Selasa, 05 Desember 2017

Anjing dan Babi dalam Alkitab (34): Hukuman Tuhan atas Bangsa Israel



Selasa, 5 Desember 2017
Bacaan Alkitab: Yesaya 65:1-7
Yang duduk di kuburan-kuburan dan bermalam di dalam gua-gua; yang memakan daging babi dan kuah daging najis ada dalam kuali mereka. (Yes 65:4)


Anjing dan Babi dalam Alkitab (34): Hukuman Tuhan atas Bangsa Israel


Dalam kelanjutan renungan kita mengenai anjing dan babi dalam Alkitab, kita akan membaca firman Tuhan mengenai bangsa-bangsa. Perikop ini diawali dengan perkenanan Tuhan kepada suatu bangsa. Bahkan ketika bangsa tersebut tidak pernah mencari dan menanyakan siapakah Tuhan Semesta Alam, tetapi Tuhan telah berkenan memberi petunjuk kepada bangsa tersebut (ay. 1a). Tuhan tidak hanya memberi petunjuk mengenai keberadaan-Nya kepada bangsa tersebut, tetapi sekalipun bangsa tersebut tidak pernah mau mencari diri-Nya, Tuhan berkenan untuk ditemukan oleh mereka (ay. 1b). Bahkan Tuhan berkata “Ini Aku, ini Aku!” kepada bangsa-bangsa yang sebelumnya tidak memanggil nama-Nya (ay. 1c).

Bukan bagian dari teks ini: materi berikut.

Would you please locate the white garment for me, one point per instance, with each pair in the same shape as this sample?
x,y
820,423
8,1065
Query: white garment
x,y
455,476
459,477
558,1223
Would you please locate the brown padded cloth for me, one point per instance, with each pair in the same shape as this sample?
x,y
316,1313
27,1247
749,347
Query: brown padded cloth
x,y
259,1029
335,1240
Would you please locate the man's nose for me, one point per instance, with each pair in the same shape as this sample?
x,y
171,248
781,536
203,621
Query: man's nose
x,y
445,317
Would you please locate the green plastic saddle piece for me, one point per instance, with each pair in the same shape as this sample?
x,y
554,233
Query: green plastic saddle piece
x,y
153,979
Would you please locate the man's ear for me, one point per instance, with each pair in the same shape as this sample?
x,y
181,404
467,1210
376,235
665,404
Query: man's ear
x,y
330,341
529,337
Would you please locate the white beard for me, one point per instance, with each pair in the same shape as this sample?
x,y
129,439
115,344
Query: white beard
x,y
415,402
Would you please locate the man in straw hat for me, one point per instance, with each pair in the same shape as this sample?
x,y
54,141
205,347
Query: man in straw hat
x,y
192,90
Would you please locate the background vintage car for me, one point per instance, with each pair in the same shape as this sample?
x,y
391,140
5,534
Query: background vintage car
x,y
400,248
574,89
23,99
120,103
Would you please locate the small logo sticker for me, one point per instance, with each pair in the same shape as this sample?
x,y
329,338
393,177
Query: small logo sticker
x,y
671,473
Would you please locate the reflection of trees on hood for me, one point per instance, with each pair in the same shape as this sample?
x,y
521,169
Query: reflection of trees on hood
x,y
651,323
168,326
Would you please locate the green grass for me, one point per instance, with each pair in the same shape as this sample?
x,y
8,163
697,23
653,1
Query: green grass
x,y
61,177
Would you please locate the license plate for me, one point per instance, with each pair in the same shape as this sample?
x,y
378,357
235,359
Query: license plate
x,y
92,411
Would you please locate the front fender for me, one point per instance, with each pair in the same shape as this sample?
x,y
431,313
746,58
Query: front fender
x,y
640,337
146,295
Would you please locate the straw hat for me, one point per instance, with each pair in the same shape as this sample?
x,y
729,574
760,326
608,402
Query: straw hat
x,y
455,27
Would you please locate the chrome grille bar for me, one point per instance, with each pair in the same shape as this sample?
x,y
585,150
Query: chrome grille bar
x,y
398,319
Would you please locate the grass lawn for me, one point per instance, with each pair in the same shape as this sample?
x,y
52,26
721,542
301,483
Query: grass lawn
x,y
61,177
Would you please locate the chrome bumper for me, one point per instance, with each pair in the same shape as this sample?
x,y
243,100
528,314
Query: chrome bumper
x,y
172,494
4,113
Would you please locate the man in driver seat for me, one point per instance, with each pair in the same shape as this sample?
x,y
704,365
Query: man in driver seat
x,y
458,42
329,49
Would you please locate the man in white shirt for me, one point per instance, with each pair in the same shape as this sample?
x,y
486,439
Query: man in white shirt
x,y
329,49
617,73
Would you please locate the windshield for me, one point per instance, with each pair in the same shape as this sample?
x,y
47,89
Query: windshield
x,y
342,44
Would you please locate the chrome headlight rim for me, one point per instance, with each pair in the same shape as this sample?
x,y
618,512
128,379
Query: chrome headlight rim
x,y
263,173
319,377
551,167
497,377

Siapakah bangsa tersebut? Tentu jika kita belajar Alkitab kita akan mengerti bahwa bangsa itu adalah bangsa Israel. Tuhan menyatakan diri-Nya kepada Abraham, Ishak, dan Yakub, serta mengikat perjanjian dengan mereka bahwa keturunan mereka akan menjadi umat pilihan Tuhan. Tuhan bahkan menyatakan diri-Nya secara khusus kepada bangsa Israel dengan segala macam mujizat, firman, dan tanda-tanda alam kepada bangsa Israel supaya mereka menjadi umat-Nya dan Tuhan menjadi Allah mereka.

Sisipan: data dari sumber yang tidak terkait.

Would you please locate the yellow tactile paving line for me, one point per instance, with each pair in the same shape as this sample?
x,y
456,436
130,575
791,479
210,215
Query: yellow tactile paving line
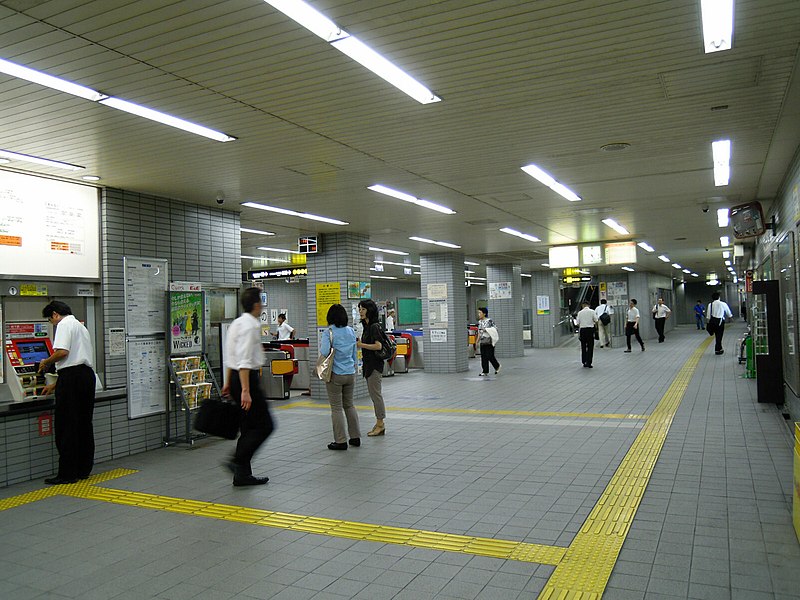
x,y
586,567
475,411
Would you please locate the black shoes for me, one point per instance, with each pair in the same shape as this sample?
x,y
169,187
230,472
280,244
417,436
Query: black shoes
x,y
249,480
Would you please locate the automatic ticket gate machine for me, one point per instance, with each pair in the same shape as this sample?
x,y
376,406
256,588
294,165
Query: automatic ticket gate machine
x,y
22,356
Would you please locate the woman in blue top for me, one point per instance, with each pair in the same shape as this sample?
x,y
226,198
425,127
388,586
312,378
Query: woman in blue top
x,y
343,377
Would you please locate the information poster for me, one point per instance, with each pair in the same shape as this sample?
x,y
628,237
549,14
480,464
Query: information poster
x,y
328,294
500,290
147,377
186,318
145,303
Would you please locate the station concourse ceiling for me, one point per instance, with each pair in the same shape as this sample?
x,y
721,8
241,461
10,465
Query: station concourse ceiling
x,y
546,82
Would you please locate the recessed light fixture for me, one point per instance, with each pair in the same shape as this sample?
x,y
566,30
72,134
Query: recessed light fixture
x,y
387,191
292,213
717,25
278,250
38,160
524,236
721,150
427,241
615,226
258,231
547,179
645,246
320,25
385,251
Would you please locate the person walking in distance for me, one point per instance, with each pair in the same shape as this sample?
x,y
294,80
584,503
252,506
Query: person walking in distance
x,y
244,357
632,325
604,323
487,341
661,313
74,388
586,321
372,366
718,311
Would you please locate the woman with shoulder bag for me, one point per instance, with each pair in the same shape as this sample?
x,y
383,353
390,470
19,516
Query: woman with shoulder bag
x,y
372,368
343,377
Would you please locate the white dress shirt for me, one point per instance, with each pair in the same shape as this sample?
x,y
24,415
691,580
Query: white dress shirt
x,y
73,337
243,344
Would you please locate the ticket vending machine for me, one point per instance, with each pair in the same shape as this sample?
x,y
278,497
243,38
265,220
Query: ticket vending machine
x,y
22,356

Tuhan sebenarnya telah mengulurkan tangan-Nya yang berkuasa kepada bangsa Israel. Sejak Tuhan menyatakan diri kepada mereka di tanah Mesir, Tuhan telah menyatakan kekuatan tangan-Nya kepada bangsa Israel melalui tanda-tanda heran dan tulah yang dicurahkan kepada bangsa Mesir. Tuhan membuat mujizat dengan membelah laut Merah, termasuk segala mujizat yang dilakukan-Nya kepada bangsa Israel selama 40 tahun di tanah Mesir. Tuhan juga telah memberikan kemenangan kepada bangsa Israel melawan bangsa-bangsa di Kanaan sehingga mereka dapat menduduki tanah tersebut. Namun ternyata bangsa Israel adalah bangsa yang memberontak di hadapan Tuhan (ay. 2a).

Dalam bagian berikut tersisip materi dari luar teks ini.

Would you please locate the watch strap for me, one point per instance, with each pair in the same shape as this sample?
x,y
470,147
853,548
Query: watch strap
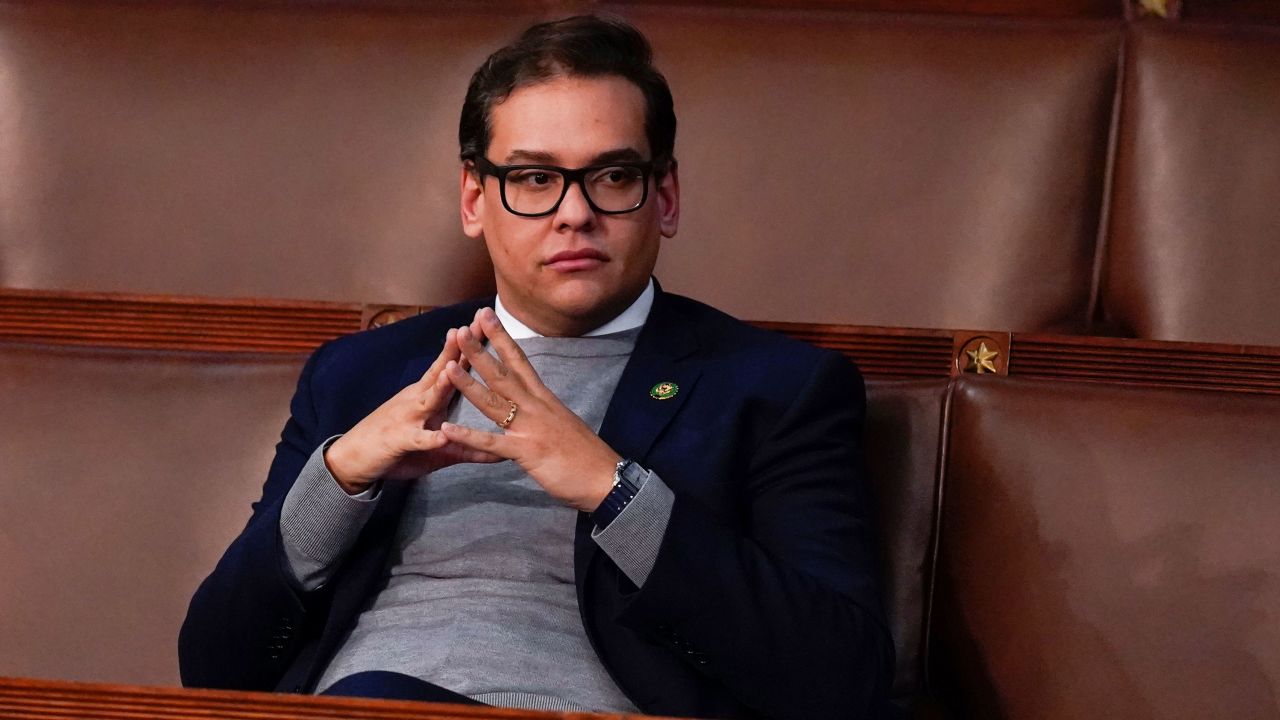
x,y
627,478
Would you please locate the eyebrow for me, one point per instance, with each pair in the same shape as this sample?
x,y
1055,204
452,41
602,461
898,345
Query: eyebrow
x,y
540,158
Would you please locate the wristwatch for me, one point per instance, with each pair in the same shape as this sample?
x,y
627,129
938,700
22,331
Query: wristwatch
x,y
627,478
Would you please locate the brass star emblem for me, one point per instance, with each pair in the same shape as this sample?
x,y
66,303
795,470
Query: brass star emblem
x,y
981,359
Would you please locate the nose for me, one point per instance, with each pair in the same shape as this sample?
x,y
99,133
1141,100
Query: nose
x,y
575,213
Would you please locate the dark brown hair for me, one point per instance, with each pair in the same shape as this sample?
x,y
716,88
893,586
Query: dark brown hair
x,y
577,46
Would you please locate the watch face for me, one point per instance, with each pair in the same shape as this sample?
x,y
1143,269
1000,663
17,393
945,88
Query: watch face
x,y
631,473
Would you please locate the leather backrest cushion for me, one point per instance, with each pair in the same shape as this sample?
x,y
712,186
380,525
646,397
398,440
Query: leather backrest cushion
x,y
1192,250
888,171
123,477
1110,552
836,167
904,420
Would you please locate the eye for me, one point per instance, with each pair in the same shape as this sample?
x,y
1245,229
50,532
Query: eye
x,y
530,177
618,176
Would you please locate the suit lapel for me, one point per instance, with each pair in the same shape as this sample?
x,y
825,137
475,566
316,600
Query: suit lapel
x,y
664,352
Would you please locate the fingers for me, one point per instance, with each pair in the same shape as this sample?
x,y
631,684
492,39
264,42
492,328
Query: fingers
x,y
510,372
492,445
508,351
448,352
487,401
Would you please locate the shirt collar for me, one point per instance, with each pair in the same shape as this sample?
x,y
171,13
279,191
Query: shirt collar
x,y
632,317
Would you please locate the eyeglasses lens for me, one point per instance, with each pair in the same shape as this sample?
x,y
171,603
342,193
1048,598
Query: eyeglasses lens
x,y
612,190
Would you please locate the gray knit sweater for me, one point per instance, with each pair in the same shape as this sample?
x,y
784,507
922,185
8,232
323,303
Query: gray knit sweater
x,y
479,595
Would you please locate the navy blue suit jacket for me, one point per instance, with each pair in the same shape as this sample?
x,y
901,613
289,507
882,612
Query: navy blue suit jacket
x,y
763,600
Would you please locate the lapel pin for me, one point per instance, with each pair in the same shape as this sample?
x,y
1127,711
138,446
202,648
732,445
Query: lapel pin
x,y
663,391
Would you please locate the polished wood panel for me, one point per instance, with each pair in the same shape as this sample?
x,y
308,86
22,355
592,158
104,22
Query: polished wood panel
x,y
55,700
259,326
172,322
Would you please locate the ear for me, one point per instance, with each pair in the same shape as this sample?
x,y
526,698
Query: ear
x,y
471,201
668,201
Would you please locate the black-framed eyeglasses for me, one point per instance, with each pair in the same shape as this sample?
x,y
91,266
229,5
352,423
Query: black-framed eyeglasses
x,y
533,191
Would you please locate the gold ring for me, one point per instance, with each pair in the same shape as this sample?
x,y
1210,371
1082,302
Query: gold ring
x,y
510,415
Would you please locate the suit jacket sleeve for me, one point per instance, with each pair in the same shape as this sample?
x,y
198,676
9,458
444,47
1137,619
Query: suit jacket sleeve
x,y
246,619
777,600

Apa definisi dari memberontak? Ayat tersebut memberikan definisi sederhana mengenai apa itu pemberontakan: yaitu ketika seseorang memilih untuk menempuh jalan yang tidak baik dan mengikuti rancangannya sendiri (ay. 2b). Ini menunjukkan bahwa bangsa Israel sebenarnya sudah diajarkan dan sudah mengerti mengenai jalan yang baik tersebut, sesuai dengan firman Tuhan yang dinyatakan melalui hukum Taurat dan juga suara nabi-nabi yang diutus Tuhan. Namun demikian mereka mengabaikan apa yang baik dan apa yang benar tersebut, serta memilih apa yang tidak baik di hadapan Tuhan. Mereka juga lebih mengikuti rancangannya sendiri dibandingkan dengan rancangan Tuhan. Mereka tidak berjuang untuk hidup sebagaimana umat Tuhan seharusnya hidup. Sebagai umat pilihan Tuhan di zaman Perjanjian Lama, mereka seharusnya tunduk sepenuhnya kepada Tuhan dan bukannya berpikir bahwa mereka berhak melakukan apa-apa saja yang mereka sukai.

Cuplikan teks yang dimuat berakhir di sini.